The new online gambling pressure group Safe and Secure Internet Gambling Initiative has reprised comments made earlier this year by Sallie James, a policy analyst at the Cato Institute's Center for Trade Policy Studies urging the USA to resolve its differences with the WTO regarding online gambling.

In a press release, the SSIGI called attention to the leading trade policy expert, who urged the U.S. to speedily resolve its trade agreement violation around Internet gambling with the World Trade Organisation as the dispute could damage the WTO's credibility and force the U.S. to pay billions in compensation.

The WTO's ruling in March, involving a dispute filed by the Caribbean island nations of Antigua and Barbuda, found that the U.S. unfairly prohibits foreign Internet gambling operators from accessing the U.S. market, while allowing domestic companies to legally accept online bets. The United States Trade Representative announced in May that the U.S. would withdraw its commitments to the WTO to open its markets to offshore-based internet gambling operators.

The U.S. "response, and again I use that word loosely, is unprecedented in dispute settlement history," Sallie James revealed when he spoke at a recent Cato Institute Policy Forum in Washington, D.C., about America's high-stakes response to the WTO Internet gambling dispute.

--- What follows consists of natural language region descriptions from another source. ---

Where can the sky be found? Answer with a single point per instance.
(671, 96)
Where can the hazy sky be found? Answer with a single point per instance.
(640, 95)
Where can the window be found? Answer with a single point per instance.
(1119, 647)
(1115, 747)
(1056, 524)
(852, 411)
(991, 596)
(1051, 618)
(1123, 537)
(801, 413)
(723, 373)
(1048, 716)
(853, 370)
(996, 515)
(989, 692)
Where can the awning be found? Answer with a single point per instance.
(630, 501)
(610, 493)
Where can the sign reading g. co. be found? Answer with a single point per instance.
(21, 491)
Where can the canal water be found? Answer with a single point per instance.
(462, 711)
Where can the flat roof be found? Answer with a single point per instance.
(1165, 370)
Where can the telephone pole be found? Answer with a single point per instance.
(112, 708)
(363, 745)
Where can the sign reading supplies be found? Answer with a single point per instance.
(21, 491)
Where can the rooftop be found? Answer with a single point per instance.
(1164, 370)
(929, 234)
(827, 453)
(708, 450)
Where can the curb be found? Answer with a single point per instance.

Withdrawing commitments from the WTO would be unique in the organisation's history and would also be extremely damaging to its credibility. These actions by the U.S. are an affront to other WTO members and could damage the WTO, James stated.

Currently, the European Union (representing 27 member states), India, Japan, Australia, Canada, Costa Rica, Macao, and CARICOM (representing 15 Caribbean nations) are also seeking compensation from the U.S. for economic injury resulting from this trade agreement violation. If the U.S. continues to violate WTO obligations, it could be required to pay Antigua and Barbuda the $3.4 billion dollars that they demand and tens of billions of dollars to other countries, says the SSIGI release.

Another solution to the U.S. noncompliance with the WTO obligations may be found in the Internet Gambling Regulation and Enforcement Act that was introduced in the spring by U.S. Representative Barney Frank. This bill, once enacted, would bring the U.S. into compliance with WTO requirements by regulating Internet gambling and creating a level playing field among domestic and foreign Internet gambling operators.

"The U.S. should act now to address this international trade violation and end its prohibition of Internet gambling," advised Jeffrey Sandman, representative of the Safe and Secure Internet Gambling Initiative.

"If the U.S. continues to prohibit Internet gambling, our country could wind up being forced to pay billions in trade compensation. However, if we move to regulate Internet gambling, we can develop a responsible policy solution that allows the U.S. to come into compliance with WTO requirements and give every American the right to make up their own mind whether to gamble online," Sandman said.